Spotify founder Daniel Ek steps down as CEO, shifts to executive chairman role
After Daniel Ek, Spotify names Gustav Söderström, Alex Norström as Co-CEOs
Spotify Technology S.A. announced a major leadership transition as founder Daniel Ek has stepped down as Chief Executive Officer (CEO).
The announcement was made on Tuesday, September 30, confirming that Daniel's role has been shifted to executive chairman for strategy and capital allocation.
The switch of roles will be effective as of January 1, 2026, with the adopting of a Co-CEO model.
The Co-CEO of the company will be long-time executives Gustav Söderström and Alex Norström.
The step, which legalizes a management structure that has been active since 2023, is a major change in the company Ek has developed since 2023, out of a Swedish startup into an audio powerhouse worldwide.
Ek, who co-founded Spotify in 2006, will now focus on long-term strategy, capital allocation and regulatory issues.
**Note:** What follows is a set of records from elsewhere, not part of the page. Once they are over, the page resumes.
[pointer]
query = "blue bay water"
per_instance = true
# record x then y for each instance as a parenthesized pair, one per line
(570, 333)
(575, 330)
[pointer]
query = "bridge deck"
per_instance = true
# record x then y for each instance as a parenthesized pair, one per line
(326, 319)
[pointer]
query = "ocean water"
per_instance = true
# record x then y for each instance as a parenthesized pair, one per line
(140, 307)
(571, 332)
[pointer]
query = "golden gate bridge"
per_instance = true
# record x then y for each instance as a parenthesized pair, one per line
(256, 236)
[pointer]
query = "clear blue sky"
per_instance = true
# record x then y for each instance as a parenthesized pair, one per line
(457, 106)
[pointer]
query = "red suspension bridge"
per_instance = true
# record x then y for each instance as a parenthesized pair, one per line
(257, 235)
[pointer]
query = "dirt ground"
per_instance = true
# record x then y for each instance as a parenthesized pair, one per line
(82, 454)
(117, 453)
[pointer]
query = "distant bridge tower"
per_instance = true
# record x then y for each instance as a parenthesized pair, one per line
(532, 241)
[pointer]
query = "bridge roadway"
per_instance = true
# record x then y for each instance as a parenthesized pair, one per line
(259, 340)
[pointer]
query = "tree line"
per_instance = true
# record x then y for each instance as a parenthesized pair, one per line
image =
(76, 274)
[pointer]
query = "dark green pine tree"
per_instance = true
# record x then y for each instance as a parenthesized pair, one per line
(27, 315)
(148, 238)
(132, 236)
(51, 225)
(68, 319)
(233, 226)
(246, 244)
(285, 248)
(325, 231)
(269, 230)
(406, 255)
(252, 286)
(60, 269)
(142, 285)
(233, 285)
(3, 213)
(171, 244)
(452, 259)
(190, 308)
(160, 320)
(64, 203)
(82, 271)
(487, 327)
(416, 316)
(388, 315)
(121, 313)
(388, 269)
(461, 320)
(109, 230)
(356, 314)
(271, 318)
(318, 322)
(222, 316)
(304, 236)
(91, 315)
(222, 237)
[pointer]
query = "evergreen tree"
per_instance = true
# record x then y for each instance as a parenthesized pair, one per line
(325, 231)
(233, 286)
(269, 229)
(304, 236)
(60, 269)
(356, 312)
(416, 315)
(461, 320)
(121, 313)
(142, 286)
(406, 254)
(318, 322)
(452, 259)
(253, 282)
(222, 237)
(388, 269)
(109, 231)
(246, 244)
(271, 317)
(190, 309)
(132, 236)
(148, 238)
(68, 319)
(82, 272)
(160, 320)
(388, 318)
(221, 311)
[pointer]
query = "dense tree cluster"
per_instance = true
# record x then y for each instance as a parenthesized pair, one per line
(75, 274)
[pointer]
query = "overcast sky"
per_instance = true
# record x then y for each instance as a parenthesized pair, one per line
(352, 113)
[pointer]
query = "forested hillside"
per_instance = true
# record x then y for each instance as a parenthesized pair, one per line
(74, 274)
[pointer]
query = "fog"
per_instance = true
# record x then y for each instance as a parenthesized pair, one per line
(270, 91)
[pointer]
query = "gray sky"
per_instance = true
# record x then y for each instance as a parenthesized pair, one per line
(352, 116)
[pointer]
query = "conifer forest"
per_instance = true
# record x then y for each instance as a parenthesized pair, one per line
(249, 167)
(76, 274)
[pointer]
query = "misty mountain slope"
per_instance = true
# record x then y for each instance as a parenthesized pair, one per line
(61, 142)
In reference to the transition, Ek said: “This change is nothing beyond giving titles to what we already do.”
He added that his new position was more hands-on position than an ordinary American chairman.
The news indirectly caused the U.S.-listed shares of Spotify to fall about 5% on Tuesday, September 30, despite the stock having risen 63% in 2021.
In 2024, the company become the first to record an annual profit, following several years of intensive growth in podcasts and audiobooks.
Söderström (Chief Product and Technology Officer) and Norström (Chief Business Officer) have both been at Spotify for more than 15 years.
Since 2023, they have been the co-presidents and have been responsible for the strategic and operational implementation of the company.
In their joint statement, the new co-CEOs announced: “We've worked together a very long time and have seen Spotify through many different chapters... While we bring different experiences and perspectives to the CEO role, we both have a strong bias to action.”
Spotify is facing stiff competition with its mearly 700 million monthly users, which explains the leadership change given the competition posed by other companies such as Apple Music, YouTube Music, and Amazon Music.
The company is also encountering constant pressure to pay artists more, as well as the recent scandal about Ek himself making personal investments in AI defense.
Business experts have given mixed reviews on the new structure. While some admired the strategic seamless transition, others questioned the need for an executive chairman and two CEOs.